Moritz Von Oswald Trio: Vertical Ascent

The irresistible beat of Basic Channel's Von Oswald, Vladislav Delay's Sasu Ripatti, and NSI's Max Lodbauer captures four splendid sets of abstract patterns.

The Moritz von Oswald Trio

Vertical Ascent

US Release: 2009-07-21
Label: Honest Jon’s
UK Release: 2009-06-22

Moritz von Oswald's collaboration with Carl Craig titled its resected classical pieces "Movements". On Vertical Ascent, von Oswald's collective troika with NSI's Max Lodbauer and Sasu Rippatti (Luomo/ Vladislav Delay), the four tracks are "patterns", though they certainly exhibit their fair share of movement as well. Von Oswald's minimalist work, under the vast esoteric network of Basic Channel and its sister labels, imagined the song as a single vector, bent and subject to gravitational resistance but ultimately cyclical and single-minded. Vertical Ascent in contrast is wildly divergent, scattering its patterns about, but contained within the authoritative kingdom of the beat. That's not to say it's organized chaos but rather chaotic organization. The disjointed stratosphere of free-formed contours resemble the indeterminate avant-garde at first, but it's the persistence of the pulse which makes these shapes most unsettling (and perhaps disqualifies them from the electroacoustic ranks), not unlike the rhythms in Ricardo Villalobos' Vasco or Wolf Eyes' Dead Hills EP, which are unrelenting despite what happens around them.

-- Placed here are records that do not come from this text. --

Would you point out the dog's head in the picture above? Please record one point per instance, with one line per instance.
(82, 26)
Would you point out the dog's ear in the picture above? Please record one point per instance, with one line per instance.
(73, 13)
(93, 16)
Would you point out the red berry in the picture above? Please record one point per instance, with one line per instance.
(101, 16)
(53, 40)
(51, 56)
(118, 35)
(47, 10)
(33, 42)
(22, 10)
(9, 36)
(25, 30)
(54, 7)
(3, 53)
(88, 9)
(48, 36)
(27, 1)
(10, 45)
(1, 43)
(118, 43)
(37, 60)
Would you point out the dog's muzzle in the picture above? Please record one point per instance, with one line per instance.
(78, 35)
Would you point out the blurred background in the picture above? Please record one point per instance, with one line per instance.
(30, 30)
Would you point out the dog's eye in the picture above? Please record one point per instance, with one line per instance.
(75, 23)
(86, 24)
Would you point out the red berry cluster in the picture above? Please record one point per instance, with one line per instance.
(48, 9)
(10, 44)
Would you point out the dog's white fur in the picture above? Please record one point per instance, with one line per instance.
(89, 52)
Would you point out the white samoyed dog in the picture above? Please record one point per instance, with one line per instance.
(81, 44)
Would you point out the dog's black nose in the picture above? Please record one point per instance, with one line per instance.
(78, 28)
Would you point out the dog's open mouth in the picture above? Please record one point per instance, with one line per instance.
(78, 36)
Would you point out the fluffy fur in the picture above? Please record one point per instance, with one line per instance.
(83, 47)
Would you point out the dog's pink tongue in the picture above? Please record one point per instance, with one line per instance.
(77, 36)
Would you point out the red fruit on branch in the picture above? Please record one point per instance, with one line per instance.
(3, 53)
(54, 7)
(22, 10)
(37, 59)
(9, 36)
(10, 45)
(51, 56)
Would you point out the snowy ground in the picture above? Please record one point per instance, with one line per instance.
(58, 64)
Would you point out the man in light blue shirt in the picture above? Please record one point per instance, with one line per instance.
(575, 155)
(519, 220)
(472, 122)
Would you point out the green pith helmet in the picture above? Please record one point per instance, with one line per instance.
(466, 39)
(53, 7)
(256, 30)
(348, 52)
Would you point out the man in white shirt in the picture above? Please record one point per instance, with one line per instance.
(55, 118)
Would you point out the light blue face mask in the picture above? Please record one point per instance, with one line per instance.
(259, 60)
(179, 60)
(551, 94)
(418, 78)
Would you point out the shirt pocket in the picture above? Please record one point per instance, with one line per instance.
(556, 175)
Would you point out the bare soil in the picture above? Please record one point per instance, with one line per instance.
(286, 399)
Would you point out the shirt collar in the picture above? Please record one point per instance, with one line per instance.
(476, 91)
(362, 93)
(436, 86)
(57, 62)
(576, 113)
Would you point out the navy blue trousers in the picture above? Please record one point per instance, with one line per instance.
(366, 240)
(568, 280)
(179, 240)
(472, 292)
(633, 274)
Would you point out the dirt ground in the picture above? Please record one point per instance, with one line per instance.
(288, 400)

The gorgeous junglistic beats of "Pattern 3" come perhaps closest to containing its world of sounds in a way that a dancefloor could understand, instigating a beautiful paring of misty and sparse Konigsförst of melody with a Schwarzwald of tribal stick batterings. On the other "Patterns", the melody is peripheral, at best parallel, like a ghost shadowing the bounce and refraction of the incidental SFX, a presence but painfully distantiated. This is not an unfamiliar phenomenon to Basic Channel fans, but the synergistic quality of von Oswald's talent, combined with three classically trained players, makes for an altogether different quality -- like the rhythmic remixes Chain Reaction releases deserved and never received.